Pero un libro como objeto puede relatar una bella historia aunque solo tenga unos cincuenta años. Yo poseo una Philosophie au Moyen Áge de Gilson de los primeros años cincuenta que me ha acompañado desde los días de mi tesis de licenciatura hasta hoy. El papel de aquella época era infame, el libro se me deshace en cuanto intento pasar las páginas. Si para mí fuera únicamente un instrumento de trabajo, solo tendría que buscar una nueva edición, que se encuentra a buen precio. Pero yo quiero ese ejemplar, que con su frágil vetustez, con sus subrayados y notas, con colores distintos según la época de relectura me recuerda mis años de formación y los siguientes, y forma parte de mis recuerdos.

Esto hay que contárselo a los jóvenes, porque se suele pensar que la bibliofilia es una pasión accesible solo a personas con dinero. Desde luego, hay libros antiguos que cuestan centenares de millones (una primera edición incunable de la Divina comedia se subastó hace algunos años por mil quinientos millones), pero el amor por el libro no atañe solo a los libros antiguos sino también a los libros viejos, por ejemplo la primera edición de un libro de poesía moderna; y los hay que van en pos de todos los volúmenes de la «Biblioteca dei Miei Ragazzi» de la editorial Salani. Hace tres años, en un puesto, encontré la primera edición del Gog de Pipini, encuadernada aunque con la cubierta de papel original, por veinte mil liras. Es verdad que la primera edición de los Cantos órficos de Campana la vi hace diez años en un catálogo por trece millones (se ve que el pobrecillo pudo hacer imprimir pocos ejemplares), pero se pueden reunir buenas colecciones de libros del siglo XX renunciando de vez en cuando a una cena en una pizzería.
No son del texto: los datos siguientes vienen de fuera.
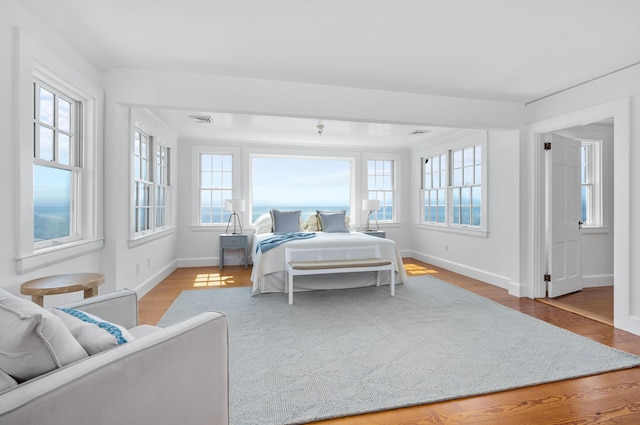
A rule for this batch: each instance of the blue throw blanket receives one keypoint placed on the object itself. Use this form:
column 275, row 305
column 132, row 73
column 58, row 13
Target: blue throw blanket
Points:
column 274, row 241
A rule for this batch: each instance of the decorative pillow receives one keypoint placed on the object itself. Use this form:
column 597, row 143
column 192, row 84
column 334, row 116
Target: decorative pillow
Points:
column 263, row 224
column 285, row 221
column 312, row 224
column 6, row 381
column 33, row 340
column 93, row 333
column 333, row 222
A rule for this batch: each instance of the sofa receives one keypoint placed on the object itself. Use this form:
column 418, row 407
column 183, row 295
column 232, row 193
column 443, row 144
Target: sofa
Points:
column 173, row 375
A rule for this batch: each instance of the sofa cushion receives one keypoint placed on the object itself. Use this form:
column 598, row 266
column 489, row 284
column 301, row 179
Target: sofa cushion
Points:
column 6, row 381
column 93, row 333
column 33, row 340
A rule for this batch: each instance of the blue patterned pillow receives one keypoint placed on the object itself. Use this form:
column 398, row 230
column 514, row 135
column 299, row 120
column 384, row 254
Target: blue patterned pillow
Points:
column 93, row 333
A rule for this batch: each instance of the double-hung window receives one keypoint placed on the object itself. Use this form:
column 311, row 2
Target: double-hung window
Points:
column 216, row 185
column 590, row 177
column 451, row 188
column 381, row 186
column 152, row 190
column 57, row 166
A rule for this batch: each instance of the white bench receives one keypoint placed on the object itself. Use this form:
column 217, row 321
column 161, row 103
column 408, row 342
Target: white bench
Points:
column 313, row 261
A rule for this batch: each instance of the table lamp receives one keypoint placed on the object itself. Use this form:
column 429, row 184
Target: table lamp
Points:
column 234, row 205
column 371, row 205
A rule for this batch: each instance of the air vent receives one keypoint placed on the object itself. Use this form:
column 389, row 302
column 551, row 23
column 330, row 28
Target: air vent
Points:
column 419, row 132
column 201, row 119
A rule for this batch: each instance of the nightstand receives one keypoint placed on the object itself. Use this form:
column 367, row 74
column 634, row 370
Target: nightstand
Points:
column 376, row 233
column 237, row 241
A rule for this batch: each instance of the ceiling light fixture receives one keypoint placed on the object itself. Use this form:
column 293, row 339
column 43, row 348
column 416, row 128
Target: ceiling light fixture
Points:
column 201, row 119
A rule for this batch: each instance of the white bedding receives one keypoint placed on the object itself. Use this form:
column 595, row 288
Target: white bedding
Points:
column 268, row 268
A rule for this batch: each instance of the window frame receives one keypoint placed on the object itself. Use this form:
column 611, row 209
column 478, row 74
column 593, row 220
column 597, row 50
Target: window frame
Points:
column 34, row 62
column 75, row 159
column 373, row 193
column 446, row 147
column 593, row 176
column 149, row 180
column 237, row 164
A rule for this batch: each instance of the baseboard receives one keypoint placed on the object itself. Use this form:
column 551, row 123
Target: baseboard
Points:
column 595, row 281
column 158, row 277
column 482, row 275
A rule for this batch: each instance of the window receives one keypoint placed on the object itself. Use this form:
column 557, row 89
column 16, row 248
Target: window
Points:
column 466, row 189
column 305, row 184
column 591, row 196
column 381, row 186
column 452, row 188
column 216, row 185
column 57, row 166
column 434, row 183
column 152, row 190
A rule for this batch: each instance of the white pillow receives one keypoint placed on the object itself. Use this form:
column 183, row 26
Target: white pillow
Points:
column 6, row 381
column 33, row 340
column 93, row 333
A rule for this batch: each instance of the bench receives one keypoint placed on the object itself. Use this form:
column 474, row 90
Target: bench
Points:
column 313, row 261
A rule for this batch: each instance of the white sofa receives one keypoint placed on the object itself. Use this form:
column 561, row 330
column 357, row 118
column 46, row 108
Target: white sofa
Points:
column 174, row 375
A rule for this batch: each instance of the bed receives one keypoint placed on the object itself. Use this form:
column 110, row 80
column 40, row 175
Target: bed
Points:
column 268, row 273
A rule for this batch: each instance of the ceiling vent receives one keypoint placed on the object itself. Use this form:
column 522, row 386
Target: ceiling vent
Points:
column 201, row 119
column 419, row 132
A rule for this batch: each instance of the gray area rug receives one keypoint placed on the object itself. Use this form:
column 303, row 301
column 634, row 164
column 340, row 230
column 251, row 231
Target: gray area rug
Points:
column 345, row 352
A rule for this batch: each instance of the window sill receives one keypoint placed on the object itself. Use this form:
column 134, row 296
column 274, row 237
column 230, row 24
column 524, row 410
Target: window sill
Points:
column 141, row 240
column 586, row 230
column 467, row 231
column 53, row 255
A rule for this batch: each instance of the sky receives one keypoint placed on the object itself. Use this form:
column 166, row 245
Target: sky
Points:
column 301, row 182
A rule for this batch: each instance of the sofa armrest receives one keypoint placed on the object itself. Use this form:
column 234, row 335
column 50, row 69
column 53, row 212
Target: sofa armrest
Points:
column 178, row 375
column 120, row 307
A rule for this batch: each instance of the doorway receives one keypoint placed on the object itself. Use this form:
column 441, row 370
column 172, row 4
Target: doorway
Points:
column 619, row 110
column 580, row 211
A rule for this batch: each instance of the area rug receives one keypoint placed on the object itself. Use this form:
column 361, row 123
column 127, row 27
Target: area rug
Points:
column 346, row 352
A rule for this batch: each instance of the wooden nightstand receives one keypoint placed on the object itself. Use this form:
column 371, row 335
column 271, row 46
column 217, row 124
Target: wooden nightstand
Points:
column 237, row 241
column 376, row 233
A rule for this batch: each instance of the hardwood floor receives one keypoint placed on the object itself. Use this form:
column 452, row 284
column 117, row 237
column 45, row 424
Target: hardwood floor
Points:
column 609, row 398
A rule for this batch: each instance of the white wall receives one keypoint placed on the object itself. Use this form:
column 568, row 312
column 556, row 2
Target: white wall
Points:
column 23, row 42
column 199, row 245
column 492, row 257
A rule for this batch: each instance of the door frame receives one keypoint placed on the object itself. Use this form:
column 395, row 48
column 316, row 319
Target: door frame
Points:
column 619, row 110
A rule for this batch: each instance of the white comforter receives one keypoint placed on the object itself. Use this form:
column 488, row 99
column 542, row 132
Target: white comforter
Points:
column 268, row 267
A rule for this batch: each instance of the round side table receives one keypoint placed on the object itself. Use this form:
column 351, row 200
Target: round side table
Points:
column 62, row 284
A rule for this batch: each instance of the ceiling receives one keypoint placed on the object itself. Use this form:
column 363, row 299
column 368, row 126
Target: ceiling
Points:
column 505, row 50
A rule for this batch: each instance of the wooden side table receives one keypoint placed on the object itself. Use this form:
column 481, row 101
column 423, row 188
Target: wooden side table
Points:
column 234, row 241
column 62, row 284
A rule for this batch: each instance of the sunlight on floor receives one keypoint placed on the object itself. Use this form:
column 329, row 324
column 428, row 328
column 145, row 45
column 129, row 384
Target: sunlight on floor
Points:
column 211, row 279
column 417, row 270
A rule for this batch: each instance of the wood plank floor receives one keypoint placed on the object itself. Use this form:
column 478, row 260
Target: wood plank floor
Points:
column 609, row 398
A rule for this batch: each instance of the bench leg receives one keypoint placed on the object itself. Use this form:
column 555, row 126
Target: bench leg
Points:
column 290, row 288
column 393, row 281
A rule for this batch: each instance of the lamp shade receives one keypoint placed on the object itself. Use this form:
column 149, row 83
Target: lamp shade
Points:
column 370, row 204
column 234, row 205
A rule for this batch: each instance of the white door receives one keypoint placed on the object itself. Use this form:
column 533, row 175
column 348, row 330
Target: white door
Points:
column 563, row 215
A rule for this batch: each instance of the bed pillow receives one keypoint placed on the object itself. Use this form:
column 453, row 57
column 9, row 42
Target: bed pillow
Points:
column 333, row 222
column 93, row 333
column 263, row 224
column 285, row 221
column 33, row 340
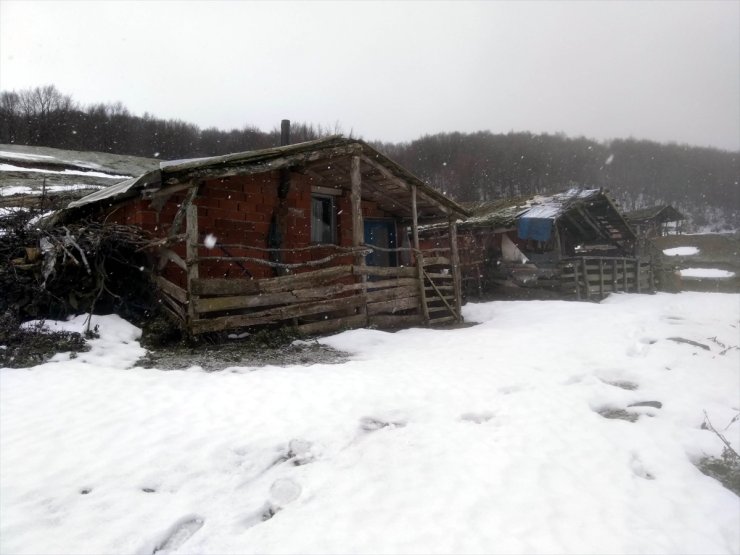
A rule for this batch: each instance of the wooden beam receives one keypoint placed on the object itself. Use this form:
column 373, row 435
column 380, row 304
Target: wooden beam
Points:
column 385, row 172
column 247, row 167
column 358, row 225
column 191, row 257
column 418, row 257
column 456, row 279
column 176, row 292
column 226, row 286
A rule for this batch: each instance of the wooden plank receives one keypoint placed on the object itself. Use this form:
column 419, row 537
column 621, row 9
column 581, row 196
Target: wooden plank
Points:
column 171, row 256
column 182, row 211
column 614, row 275
column 220, row 304
column 397, row 293
column 191, row 255
column 439, row 277
column 174, row 315
column 386, row 271
column 439, row 296
column 221, row 286
column 358, row 228
column 442, row 320
column 455, row 267
column 332, row 325
column 253, row 167
column 173, row 290
column 393, row 305
column 441, row 288
column 436, row 260
column 276, row 314
column 584, row 270
column 331, row 191
column 386, row 283
column 174, row 306
column 418, row 256
column 624, row 276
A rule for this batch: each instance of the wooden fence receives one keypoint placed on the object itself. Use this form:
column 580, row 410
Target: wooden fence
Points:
column 318, row 299
column 595, row 277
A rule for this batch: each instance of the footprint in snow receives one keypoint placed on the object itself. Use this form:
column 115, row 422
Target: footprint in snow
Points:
column 629, row 386
column 476, row 417
column 370, row 424
column 282, row 492
column 178, row 534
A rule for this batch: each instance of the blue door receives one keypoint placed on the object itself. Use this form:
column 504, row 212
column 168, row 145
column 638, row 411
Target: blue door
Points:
column 381, row 233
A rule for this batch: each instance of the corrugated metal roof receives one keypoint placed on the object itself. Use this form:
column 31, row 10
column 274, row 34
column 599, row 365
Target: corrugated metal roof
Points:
column 115, row 191
column 666, row 212
column 505, row 212
column 182, row 169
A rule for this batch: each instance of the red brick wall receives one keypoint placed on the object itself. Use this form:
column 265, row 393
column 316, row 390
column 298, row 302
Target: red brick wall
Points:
column 238, row 210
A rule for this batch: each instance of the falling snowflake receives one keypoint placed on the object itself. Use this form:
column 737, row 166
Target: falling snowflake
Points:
column 210, row 241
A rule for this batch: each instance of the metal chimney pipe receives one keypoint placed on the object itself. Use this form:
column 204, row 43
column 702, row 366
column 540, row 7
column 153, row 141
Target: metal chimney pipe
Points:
column 285, row 132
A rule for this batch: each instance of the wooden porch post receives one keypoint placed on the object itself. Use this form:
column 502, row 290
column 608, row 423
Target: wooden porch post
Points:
column 418, row 258
column 191, row 257
column 358, row 226
column 456, row 278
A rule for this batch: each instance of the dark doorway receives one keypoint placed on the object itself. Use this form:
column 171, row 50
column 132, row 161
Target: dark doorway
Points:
column 381, row 233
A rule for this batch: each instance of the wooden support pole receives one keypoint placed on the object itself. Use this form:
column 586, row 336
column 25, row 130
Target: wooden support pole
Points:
column 358, row 225
column 418, row 258
column 614, row 276
column 584, row 268
column 456, row 278
column 624, row 275
column 191, row 256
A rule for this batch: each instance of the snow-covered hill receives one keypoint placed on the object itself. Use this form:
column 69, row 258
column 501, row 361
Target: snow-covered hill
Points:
column 27, row 172
column 549, row 427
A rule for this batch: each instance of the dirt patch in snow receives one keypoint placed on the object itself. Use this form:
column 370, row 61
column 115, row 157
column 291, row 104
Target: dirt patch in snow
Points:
column 216, row 357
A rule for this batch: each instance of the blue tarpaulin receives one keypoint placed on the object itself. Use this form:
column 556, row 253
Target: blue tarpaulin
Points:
column 538, row 229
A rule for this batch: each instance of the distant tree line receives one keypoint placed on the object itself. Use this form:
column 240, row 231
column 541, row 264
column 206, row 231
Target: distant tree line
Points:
column 702, row 182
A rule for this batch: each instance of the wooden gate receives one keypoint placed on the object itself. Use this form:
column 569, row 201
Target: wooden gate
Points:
column 593, row 278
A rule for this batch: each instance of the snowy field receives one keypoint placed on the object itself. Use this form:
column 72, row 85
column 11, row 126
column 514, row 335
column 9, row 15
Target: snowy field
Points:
column 486, row 439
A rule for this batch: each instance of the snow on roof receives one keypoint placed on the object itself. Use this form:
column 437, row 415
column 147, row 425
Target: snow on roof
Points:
column 505, row 212
column 109, row 192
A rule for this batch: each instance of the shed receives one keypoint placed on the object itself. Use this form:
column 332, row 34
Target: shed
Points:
column 655, row 221
column 575, row 243
column 320, row 235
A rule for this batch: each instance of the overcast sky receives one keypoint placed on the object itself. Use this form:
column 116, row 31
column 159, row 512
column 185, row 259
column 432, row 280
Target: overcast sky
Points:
column 394, row 71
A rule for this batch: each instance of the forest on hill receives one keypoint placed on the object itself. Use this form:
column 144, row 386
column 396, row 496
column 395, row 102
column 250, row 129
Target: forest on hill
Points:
column 700, row 182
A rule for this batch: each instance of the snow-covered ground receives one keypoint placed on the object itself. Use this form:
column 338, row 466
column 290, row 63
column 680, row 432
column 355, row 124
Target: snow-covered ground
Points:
column 714, row 273
column 485, row 439
column 681, row 251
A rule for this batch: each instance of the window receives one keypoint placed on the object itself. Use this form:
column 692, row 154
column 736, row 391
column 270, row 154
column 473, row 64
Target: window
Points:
column 323, row 219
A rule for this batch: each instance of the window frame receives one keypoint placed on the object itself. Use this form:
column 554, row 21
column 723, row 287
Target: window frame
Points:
column 332, row 205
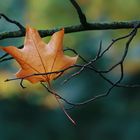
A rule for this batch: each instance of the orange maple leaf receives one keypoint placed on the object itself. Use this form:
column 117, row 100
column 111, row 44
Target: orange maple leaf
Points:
column 38, row 57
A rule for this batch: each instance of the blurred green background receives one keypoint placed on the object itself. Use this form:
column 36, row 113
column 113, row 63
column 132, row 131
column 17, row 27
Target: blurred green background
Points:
column 33, row 114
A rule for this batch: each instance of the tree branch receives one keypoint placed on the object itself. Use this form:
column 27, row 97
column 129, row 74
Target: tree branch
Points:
column 76, row 28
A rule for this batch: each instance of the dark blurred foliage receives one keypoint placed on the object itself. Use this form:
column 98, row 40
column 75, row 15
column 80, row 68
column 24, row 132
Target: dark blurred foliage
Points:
column 31, row 115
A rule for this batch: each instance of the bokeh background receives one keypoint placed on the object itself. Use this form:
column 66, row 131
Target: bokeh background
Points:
column 33, row 114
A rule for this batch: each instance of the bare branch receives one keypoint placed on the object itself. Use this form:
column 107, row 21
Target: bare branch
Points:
column 81, row 15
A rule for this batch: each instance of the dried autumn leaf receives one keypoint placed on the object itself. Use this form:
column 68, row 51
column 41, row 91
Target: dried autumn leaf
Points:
column 38, row 57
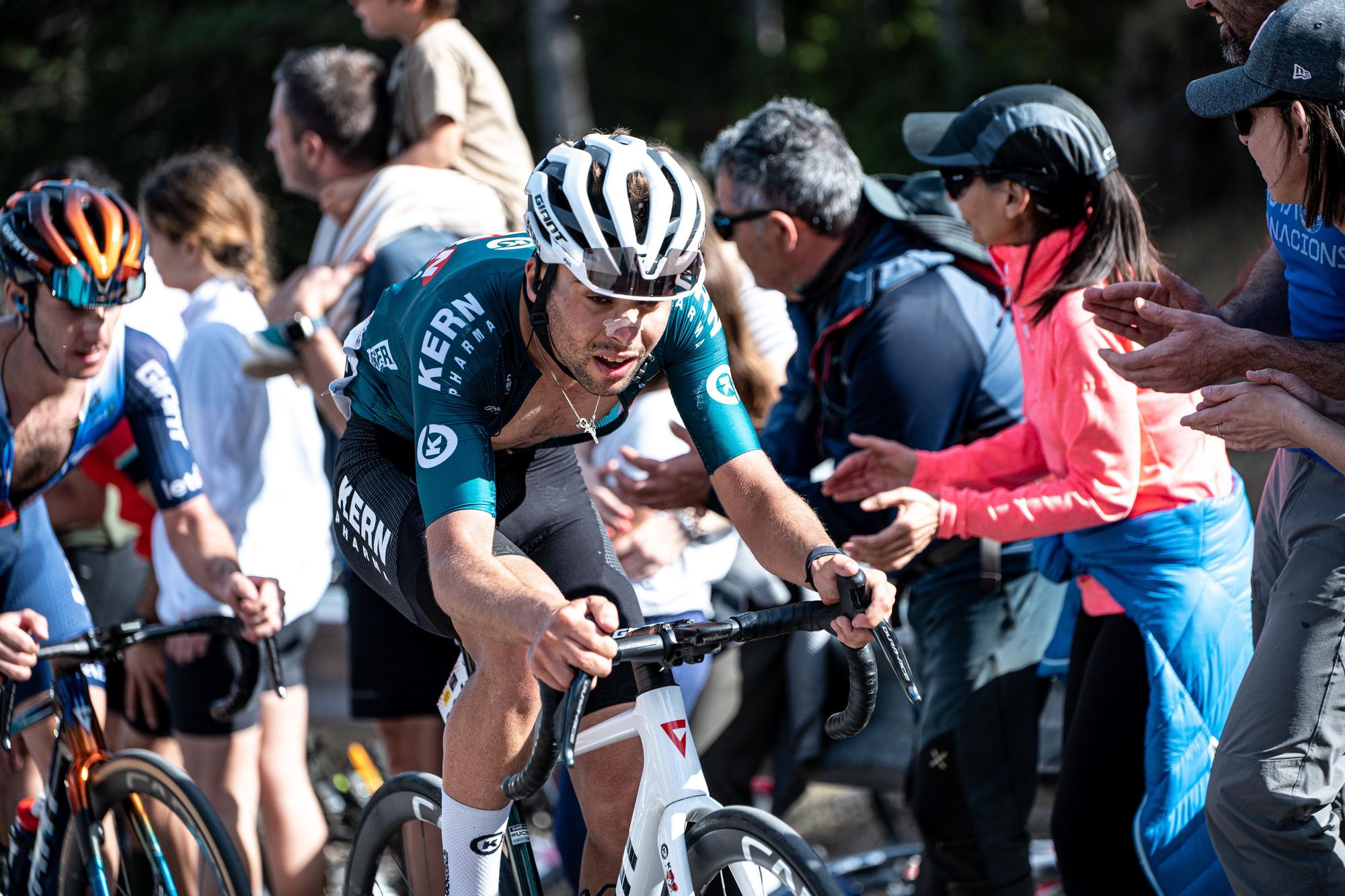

Buscando en los puestos, uno de mis estudiantes coleccionaba solo guías turísticas de épocas distintas; al principio yo pensaba que era una idea extravagante, pero tiempo después y a partir de esos fascículos con fotos desvaídas el estudiante escribiría una tesis muy buena en la que se veía cómo la mirada sobre una determinada ciudad podía cambiar con el transcurso de los años. Por otra parte, incluso un joven con pocos recursos, entre el mercadillo de Porta Portese y el de Sant’Ambrogio, aún puede dar con dieciseisavos de los siglos XVI y XVII que siguen costando lo mismo que un par de zapatillas de gimnasia y que, sin ser raros, son capaces de narrar una época.

En definitiva, con las colecciones de libros antiguos sucede lo mismo que con las colecciones de cromos. Sin duda, el gran coleccionista tiene piezas que valen una fortuna; ahora bien, de niño, yo compraba en la papelería unos sobrecitos con diez o veinte sellos al azar, y pasé muchas tardes soñando con Madagascar o con las islas Fiyi gracias a esos rectangulitos variopintos, raros seguramente no, pero fabulosos desde luego que sí. Qué nostalgia.